0

I have the following graph:

enter image description here

Vertices and edges have been added like this:

def graph=ConfiguredGraphFactory.open('Baptiste');def g = graph.traversal();
graph.addVertex(label, 'Group', 'text', 'BNP Paribas');
graph.addVertex(label, 'Group', 'text', 'BNP PARIBAS');
graph.addVertex(label, 'Company', 'text', 'JP Morgan Chase');
graph.addVertex(label, 'Location', 'text', 'France');
graph.addVertex(label, 'Location', 'text', 'United States');
graph.addVertex(label, 'Location', 'text', 'Europe');
def v1 = g.V().has('text', 'JP Morgan Chase').next();def v2 = g.V().has(text, 'BNP Paribas').next();v1.addEdge('partOf',v2);
def v1 = g.V().has('text', 'JP Morgan Chase').next();def v2 = g.V().has(text, 'United States').next();v1.addEdge('doesBusinessIn',v2);
def v1 = g.V().has('text', 'BNP Paribas').next();def v2 = g.V().has(text, 'United States').next();v1.addEdge('doesBusinessIn',v2);
def v1 = g.V().has('text', 'BNP Paribas').next();def v2 = g.V().has(text, 'France').next();v1.addEdge('partOf',v2);
def v1 = g.V().has('text', 'BNP PARIBAS').next();def v2 = g.V().has(text, 'Europe').next();v1.addEdge('partOf',v2);

And I need a query that returns me every paths possible given specific vertex labels, edge labels and number of possible hops. Let's say I need paths with maximum hops of 2 and every labels in this example. I tried this query:

def graph=ConfiguredGraphFactory.open('TestGraph');
def g = graph.traversal();
g.V().has(label, within('Location', 'Company', 'Group'))
.repeat(bothE().has(label, within('doesBusinessIn', 'partOf')).bothV().has(label, within('Location', 'Company', 'Group')).simplePath())
.emit().times(2).path();

This query returns 20 paths (supposed to return 10 paths). So it returns paths in the 2 possible directions. Is there a way to specify that I need only 1 direction? I tried adding dedup() in my query but it returns 7 paths instead of 10 so it's not working?

Also whenever I try to find paths with 4 hops, it doesn't return me the "cyclic" paths such as France -> BNP Paribas -> United States -> JP Morgan Chase -> BNP Paribas. Any idea what to add in my query to allow returning those kind of paths?

EDIT: Thanks for your solution @DanielKuppitz. It seems to be exactly what I'm looking for.

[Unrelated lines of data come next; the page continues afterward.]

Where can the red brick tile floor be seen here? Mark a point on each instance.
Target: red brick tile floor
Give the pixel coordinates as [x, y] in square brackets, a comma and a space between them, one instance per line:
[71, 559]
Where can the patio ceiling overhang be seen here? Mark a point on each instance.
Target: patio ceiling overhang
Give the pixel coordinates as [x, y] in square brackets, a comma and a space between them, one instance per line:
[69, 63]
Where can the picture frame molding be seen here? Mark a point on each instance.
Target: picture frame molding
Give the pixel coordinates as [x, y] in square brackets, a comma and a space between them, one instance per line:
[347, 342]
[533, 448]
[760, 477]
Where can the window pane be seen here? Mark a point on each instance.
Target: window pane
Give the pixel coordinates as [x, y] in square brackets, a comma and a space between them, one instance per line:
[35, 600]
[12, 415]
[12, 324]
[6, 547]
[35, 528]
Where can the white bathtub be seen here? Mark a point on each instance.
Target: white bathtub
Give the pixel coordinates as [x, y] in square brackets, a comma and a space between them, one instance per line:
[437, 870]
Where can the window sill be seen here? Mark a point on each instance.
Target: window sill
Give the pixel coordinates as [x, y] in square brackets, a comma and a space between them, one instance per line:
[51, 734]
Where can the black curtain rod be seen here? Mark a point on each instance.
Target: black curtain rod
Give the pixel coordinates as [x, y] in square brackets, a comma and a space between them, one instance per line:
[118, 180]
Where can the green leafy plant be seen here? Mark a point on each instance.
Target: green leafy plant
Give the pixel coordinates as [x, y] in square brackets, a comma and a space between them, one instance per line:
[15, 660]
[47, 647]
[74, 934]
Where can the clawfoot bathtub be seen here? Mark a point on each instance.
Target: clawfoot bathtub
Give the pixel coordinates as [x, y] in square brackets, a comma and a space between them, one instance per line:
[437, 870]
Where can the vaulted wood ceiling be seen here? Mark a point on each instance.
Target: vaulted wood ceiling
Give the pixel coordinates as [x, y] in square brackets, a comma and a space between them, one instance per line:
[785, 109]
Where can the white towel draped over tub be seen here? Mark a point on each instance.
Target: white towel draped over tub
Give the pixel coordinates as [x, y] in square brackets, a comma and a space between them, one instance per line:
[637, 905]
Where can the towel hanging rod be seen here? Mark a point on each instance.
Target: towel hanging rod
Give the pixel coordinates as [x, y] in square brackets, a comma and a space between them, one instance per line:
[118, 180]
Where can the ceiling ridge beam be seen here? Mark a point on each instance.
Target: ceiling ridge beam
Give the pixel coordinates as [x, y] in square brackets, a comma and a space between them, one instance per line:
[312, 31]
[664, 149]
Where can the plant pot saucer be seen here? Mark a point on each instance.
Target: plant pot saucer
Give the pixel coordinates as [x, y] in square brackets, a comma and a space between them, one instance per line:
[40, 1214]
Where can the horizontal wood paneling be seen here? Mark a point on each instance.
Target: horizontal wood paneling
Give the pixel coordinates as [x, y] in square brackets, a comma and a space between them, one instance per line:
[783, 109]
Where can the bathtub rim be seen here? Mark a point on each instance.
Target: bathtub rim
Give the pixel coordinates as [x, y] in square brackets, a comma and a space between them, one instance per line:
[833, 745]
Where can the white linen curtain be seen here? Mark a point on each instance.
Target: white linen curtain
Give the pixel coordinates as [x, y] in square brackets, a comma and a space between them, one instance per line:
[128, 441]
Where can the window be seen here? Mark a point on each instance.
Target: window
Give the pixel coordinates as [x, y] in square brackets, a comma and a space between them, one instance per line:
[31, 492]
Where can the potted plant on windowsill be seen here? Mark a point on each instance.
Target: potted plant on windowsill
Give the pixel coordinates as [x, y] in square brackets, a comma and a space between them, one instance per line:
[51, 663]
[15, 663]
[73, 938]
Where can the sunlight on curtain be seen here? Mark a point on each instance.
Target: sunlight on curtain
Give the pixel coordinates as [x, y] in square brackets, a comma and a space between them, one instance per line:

I use JanusGraph built on top of Apache Tinkerpop: I tried the first query:

g.V().hasLabel('Location', 'Company', 'Group').
  repeat(bothE('doesBusinessIn', 'partOf').otherV().simplePath()).
    emit().times(2).
  path().
  dedup().
    by(unfold().order().by(id).fold())

And it threw the following error:

Error: org.janusgraph.graphdb.relations.RelationIdentifier cannot be cast to java.lang.Comparable

So I moved the dedup command. into the repeat loop like so:

g.V().hasLabel('Location', 'Company', 'Group').
      repeat(bothE('doesBusinessIn', 'partOf').otherV().simplePath().dedup().by(unfold().order().by(id).fold())).
      emit().times(2).
      path().

And it only returned 6 paths :

[
  [
    "JP Morgan Chase",
    "doesBusinessIn",
    "United States"
  ],
  [
    "JP Morgan Chase",
    "partOf",
    "BNP Paribas"
  ],
  [
    "JP Morgan Chase",
    "partOf",
    "BNP Paribas",
    "partOf",
    "France"
  ],
  [
    "Europe",
    "partOf",
    "BNP PARIBAS"
  ],
  [
    "BNP PARIBAS",
    "partOf",
    "Europe"
  ],
  [
    "United States",
    "doesBusinessIn",
    "JP Morgan Chase"
  ]
]

I'm not sure what's going on here... Any ideas?

Baptiste Arnaud
  • 2,522
  • 3
  • 25
  • 55
  • 1
    Instead of a picture (which is nice) it would be much better if you could simply provide a Gremlin script that creates some sample data for those answering questions here to work with. Here's an example in the answer of a different question: https://stackoverflow.com/a/51337481/1831717 - those scripts remove a lot of confusion, provide context and just generally make answering better for everyone. :) – stephen mallette Jul 17 '18 at 17:50
  • 1
    You should also clarify why this path is "weird" or unexpected, cause it looks good to me and matches your graph visualization. – Daniel Kuppitz Jul 19 '18 at 16:02
  • @DanielKuppitz & stephenmallette Thanks for those suggestions. I re-wrote the question. – Baptiste Arnaud Jul 23 '18 at 08:24

1 Answers1

3

Is there a way to specify that I need only 1 direction?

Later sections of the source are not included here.